Hi all!
I have a problem with defining pseudogenes in bacteria genome. I defined pseudogene as an another copy of gene in genome.
Because my genome is bacteria I don't have any introns, so every same annotation for one gene will be an extra copy - pseudogene. I have 2000 unique genes and 454 repeated at least once. Going this way I found around 1000 pseudogenes. In comparison to other related species this amount is huge - that's why I am suspicious about my results.
So my questions are:
*Which one of defined pseudogenes represent gene and have functionality? How can I find them?
*This may be a stupid question but: Is it possible to have two same annotated genes divided by nucleotides in bacteria genome (one next to another with break)? If yes, is it one gene or gene and its pseudogene? Example below:
gene A_1-AGTCTATGTA-gene A_2
Many thanks for any suggestion.
Best, Agata
I would disagree with your definition of a pseudogene. I think a pseudogene is when one is duplicated and also deactivated through mutation. It may be lost in some future generation, or conserved for structural reasons, but it should not generate proteins. Generating a protein would promote it to a full gene. So look for deleted start codons, damaged regulatory elements, and evolutionary conservation.

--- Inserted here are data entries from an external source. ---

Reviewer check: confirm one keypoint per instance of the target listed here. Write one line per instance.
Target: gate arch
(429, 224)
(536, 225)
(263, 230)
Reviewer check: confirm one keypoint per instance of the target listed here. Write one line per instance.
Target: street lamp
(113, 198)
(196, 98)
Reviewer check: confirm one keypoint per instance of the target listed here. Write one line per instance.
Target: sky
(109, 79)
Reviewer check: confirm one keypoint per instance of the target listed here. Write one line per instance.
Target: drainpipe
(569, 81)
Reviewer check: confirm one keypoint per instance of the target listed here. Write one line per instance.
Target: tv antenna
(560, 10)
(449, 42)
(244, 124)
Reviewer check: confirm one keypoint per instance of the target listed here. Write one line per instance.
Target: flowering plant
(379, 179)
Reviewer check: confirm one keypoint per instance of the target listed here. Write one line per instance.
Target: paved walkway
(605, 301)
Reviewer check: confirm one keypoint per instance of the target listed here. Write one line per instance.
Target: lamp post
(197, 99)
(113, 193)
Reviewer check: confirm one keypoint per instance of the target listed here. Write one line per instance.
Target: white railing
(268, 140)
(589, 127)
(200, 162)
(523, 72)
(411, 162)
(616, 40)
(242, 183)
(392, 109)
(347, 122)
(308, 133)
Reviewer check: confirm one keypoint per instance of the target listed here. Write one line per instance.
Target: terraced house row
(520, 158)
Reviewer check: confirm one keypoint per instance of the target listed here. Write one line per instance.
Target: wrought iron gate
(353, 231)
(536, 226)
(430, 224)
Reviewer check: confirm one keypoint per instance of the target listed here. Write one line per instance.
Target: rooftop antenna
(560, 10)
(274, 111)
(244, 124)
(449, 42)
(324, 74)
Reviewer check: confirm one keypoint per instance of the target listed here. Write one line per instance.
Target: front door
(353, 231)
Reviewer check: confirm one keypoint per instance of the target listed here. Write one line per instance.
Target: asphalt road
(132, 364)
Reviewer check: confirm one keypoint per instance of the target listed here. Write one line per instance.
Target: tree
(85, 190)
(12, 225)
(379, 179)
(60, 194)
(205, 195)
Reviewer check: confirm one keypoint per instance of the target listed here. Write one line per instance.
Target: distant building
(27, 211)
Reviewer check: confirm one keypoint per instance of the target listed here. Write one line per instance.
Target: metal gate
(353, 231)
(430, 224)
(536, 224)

Otherwise, you're looking at duplications that may well be functional. Perhaps that bacteria wants to have doubled expression of that protein, so it has two copies run in succession. It's not a pseudogene at all.
IMO any ORF that is never transcribed to mRNA can be described as a pseudogene. It doesn't have to exist as multiple copies or anything..

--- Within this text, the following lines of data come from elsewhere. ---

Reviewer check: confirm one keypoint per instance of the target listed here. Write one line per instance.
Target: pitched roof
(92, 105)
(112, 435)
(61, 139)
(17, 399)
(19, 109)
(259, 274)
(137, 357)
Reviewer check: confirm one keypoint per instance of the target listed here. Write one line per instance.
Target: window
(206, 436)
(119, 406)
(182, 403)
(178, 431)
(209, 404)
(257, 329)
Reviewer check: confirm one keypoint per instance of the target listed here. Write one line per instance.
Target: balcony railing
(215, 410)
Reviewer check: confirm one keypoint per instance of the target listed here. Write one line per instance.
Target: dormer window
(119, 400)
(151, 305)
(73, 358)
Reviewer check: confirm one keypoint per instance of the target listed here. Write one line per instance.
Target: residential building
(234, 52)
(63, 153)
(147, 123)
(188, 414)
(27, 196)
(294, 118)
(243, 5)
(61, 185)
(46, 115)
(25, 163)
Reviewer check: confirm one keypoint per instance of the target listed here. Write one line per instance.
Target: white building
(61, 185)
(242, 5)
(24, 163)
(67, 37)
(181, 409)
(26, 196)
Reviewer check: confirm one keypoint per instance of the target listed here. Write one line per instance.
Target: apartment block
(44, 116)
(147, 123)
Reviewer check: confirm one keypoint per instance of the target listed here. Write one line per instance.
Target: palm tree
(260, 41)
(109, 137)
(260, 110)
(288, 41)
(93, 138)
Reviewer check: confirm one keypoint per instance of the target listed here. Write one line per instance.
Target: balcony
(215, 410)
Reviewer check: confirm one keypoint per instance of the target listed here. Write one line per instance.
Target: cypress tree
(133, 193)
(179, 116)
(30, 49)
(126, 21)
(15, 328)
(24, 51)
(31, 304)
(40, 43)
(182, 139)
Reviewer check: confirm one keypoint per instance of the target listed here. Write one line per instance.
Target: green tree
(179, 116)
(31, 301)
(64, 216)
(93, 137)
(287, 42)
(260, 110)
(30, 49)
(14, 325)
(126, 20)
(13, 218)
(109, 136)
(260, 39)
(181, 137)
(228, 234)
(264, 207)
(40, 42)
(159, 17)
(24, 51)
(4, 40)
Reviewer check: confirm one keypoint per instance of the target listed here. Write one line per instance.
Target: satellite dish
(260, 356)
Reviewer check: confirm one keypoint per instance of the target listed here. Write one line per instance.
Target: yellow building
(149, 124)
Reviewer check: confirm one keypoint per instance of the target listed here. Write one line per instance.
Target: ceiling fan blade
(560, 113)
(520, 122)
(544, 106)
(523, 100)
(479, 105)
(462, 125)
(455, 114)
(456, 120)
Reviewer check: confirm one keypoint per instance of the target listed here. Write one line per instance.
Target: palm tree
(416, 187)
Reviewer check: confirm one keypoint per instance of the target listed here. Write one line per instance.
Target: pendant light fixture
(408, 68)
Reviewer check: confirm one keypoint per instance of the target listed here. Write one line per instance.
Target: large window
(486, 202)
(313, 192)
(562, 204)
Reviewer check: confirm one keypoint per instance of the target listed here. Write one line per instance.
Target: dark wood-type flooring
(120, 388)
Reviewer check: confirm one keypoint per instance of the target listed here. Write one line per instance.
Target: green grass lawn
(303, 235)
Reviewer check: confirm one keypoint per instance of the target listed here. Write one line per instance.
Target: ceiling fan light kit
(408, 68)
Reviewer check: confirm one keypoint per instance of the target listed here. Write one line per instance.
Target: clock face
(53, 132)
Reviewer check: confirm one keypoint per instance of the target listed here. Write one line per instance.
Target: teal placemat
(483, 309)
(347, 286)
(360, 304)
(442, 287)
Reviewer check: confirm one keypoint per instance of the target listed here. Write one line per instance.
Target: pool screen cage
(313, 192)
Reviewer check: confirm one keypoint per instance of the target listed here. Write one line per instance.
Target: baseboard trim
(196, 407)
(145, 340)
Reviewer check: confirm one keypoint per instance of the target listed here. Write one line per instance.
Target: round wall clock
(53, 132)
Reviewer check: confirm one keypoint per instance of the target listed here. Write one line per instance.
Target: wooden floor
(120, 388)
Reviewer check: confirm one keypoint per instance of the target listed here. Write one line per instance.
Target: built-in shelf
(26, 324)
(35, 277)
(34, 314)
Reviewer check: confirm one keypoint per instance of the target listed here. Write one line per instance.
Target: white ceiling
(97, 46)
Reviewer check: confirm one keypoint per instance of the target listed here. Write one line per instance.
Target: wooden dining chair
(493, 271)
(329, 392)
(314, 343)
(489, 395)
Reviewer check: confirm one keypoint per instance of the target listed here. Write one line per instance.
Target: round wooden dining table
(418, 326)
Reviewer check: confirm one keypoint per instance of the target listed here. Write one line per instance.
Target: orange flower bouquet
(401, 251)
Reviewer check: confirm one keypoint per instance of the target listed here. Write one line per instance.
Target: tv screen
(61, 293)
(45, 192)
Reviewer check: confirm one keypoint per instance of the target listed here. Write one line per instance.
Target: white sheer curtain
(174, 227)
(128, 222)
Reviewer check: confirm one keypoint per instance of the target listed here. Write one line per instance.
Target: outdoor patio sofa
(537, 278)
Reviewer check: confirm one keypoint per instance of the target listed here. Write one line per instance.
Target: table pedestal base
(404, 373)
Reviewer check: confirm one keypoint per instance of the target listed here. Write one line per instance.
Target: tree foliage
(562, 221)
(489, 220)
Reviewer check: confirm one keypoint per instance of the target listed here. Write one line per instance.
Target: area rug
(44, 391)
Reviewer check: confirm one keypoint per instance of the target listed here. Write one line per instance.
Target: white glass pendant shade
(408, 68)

So, when I have one gene that occur 10 times in genome in different contigs - it can be all functional genes?
Absolutely.
Yes, but if real, I would guess it is a transposase or something similar. Did you try to annotate the duplicated genes?
yes, I annotated by prokka.
Is this a genome that you have assembled yourself? Could these be assembly artifacts?
I don't think this is an assembly artefacts.For de novo assmebly I used SPADes and for artifacts removal - blastn and specific genus nt database to select contigs of interest.
Is the genome a closed single circle? If not then your don't have a complete genome/assembly. It is still a subject for further refinement.